Banning rutschte mir durch die Arme und fiel mit einem lauten Krachen
in den Gang zwischen den Sitzreihen.
    Nachdem Tammy ihrem Geliebten etwas ins Ohr geflüstert hatte,
schleuderte Marquez zwar weiter Beschimpfungen in Richtung Banning,
hörte jedoch auf, sich losreißen zu wollen. »Dieser
gottverdammte Dreckskerl! Es ist mir völlig egal, was er
weiß…«
    »Er ist krank, schsch, er ist ein kranker Mann«,
beruhigte ihn Tammy.
    Banning rappelte sich hoch und klopfte sich mit der ganzen
Würde, die er aufbringen konnte, den nicht vorhandenen Staub von
Hose und Jackett. Dann neigte er den Kopf, machte mit seiner
behandschuhten Hand eine Geste, als wolle er höflich um die
Erlaubnis bitten, sich entfernen zu dürfen, und trippelte aus
Marquez’ Heimkino.
    »Es ist mir egal, ob sein Gehirn von syphilitischen
Nazi-Würmern durchlöchert ist. Mir reicht es jetzt. Das ist
mehr, als ich ertragen kann!« Tränen kullerten über
Marquez’ Gesicht.
    Tammy begann, ebenfalls zu schluchzen. »Ich kann kein Kind
in diesen Irrsinn setzen!«
    Marquez’ Wut erlosch wie eine Kerze vor einem offenen
Fenster. »Oh, Scheiße«, ächzte er.
    Tammy ließ sich in ihrem Sessel zurücksinken. »Ich
kann das Haus nicht verlassen. Ich muss tapfer sein. In meinem Kopf
sieht es aus wie nach einem Wirbelsturm. Ich muss alles in mir drin
behalten, Tag für Tag! Ich weiß nicht, wer oder was ich
bin oder wohin ich gehöre. Ich weiß überhaupt nichts
mehr!«
    »Es tut uns Leid, Liebes«, murmelte Marquez. »Es
tut uns allen so Leid.« Er sah ganz krank aus vor Zerknirschung.

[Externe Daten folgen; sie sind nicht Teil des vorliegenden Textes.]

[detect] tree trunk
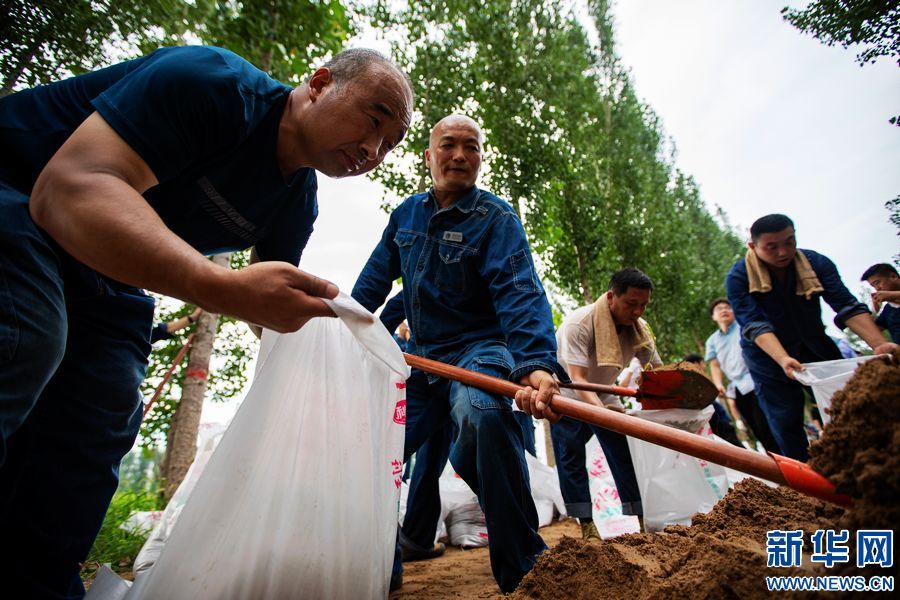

Tammy versuchte, ihn wegzustoßen, doch er drückte sie fest
an sich und strich ihr übers Haar. Es war eine traurige und
zugleich beklemmende Situation, und ich wusste nicht, wie ich mich
verhalten sollte. Ich hätte mich am liebsten aus dem Haus
geschlichen und für immer aus dem Staub gemacht.
    Wir standen schweigend da, während Marquez versuchte, die
Mutter seines zukünftigen Kindes zu beruhigen. »Ich
wünschte, wir könnten alles ungeschehen machen«,
flüsterte er. »Wirklich.«
    Auf Cousins’ Gesicht lag ein merkwürdiger Ausdruck.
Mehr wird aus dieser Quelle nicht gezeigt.